There was little to no good news at this event. But there was plenty of gallows humor and tons of good information for beginners. Michael Migliore, the President President of the Hudson Valley Wine & Grape Association, Steve McKay of the Cornell Cooperative Extension, and Steve Osborn of Stoutridge Vineyards were all great in downloading real information.
Michael Migliore (here with wife Yancey) is President of the HVWGA and owner of Whitecliff Vineyards
Unfortunately for me, the seminar had the desired effect on Dominique. As we drove home to New Jersey, two little suburbanites in our bronze Volvo, Dominique sat with a look of terror stretched across her face. She was in shock.
How would we do this? Should we rethink this? How were we going to accomplish all this? How would we afford it? Who had the time to do all this? We’d never be able to go away again. We would have to move to Hudson immediately. Could we sell the house in Hudson? It wasn’t too late to back out.
I reminded her of Sal & Sara of Turdo Vineyards, in Cape May. We had met them and they had a little five acre plot, and they commuted from northen New Jersey to Cape May every weekend with their sons and dogs, until they had ccomplished their dream.The have a beautiful home and make great wine. But it took work. And I told her it all took time. That it all wouldn’t happen overnight. I told her that this seminar was all exaggeration to make a point.
In other words, I lied.
I calmed her down. And when we got home, I opened up a bottle of one of our best reds, after the boys were put to bed.
We tasted the wine.
"Won’t it be great.
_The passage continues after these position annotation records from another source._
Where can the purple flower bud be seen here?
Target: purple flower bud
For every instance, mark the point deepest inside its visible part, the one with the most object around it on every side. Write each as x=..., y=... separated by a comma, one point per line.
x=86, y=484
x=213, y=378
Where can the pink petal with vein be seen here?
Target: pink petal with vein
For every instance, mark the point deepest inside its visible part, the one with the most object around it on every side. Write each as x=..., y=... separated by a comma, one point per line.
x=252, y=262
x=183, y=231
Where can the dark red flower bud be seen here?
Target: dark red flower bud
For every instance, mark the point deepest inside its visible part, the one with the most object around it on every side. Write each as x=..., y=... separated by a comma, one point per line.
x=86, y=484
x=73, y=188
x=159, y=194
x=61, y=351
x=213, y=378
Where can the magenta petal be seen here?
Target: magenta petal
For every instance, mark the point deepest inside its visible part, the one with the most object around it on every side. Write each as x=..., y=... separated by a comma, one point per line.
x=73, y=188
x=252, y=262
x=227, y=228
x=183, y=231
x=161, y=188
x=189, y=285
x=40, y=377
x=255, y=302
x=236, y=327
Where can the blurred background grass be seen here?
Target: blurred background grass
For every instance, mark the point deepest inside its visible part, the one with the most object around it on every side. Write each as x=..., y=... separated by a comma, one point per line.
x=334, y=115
Some day this delicious wine we’re drinking—it will be ours. Imagine how much better it will taste, when it will be one that we make ourselves?" She looked at me, rolled her eyes, and snorted.
"Just pour me some more wine and shut up," she said, and I knew I had made it through Scared Grape.
The first time we saw a tractor on the fields, we cheered. You might have thought we’d struck oil. We were eating breakfast when my wife said, "There’s someone out in the fields," with the lilt of a question in her voice.
We all ran out onto the frost-covered back steps, the boys in their pajamas, my wife in her nightie, and I in a t-shirt and a pair of boxers.
"It’s a tractor!" the boys exclaimed.
We could not have been happier, as a big green tractor kicked up a traveling dust storm. A bearded man in an enclosed tractor, whom we did not know, was brush scrubbing our fields.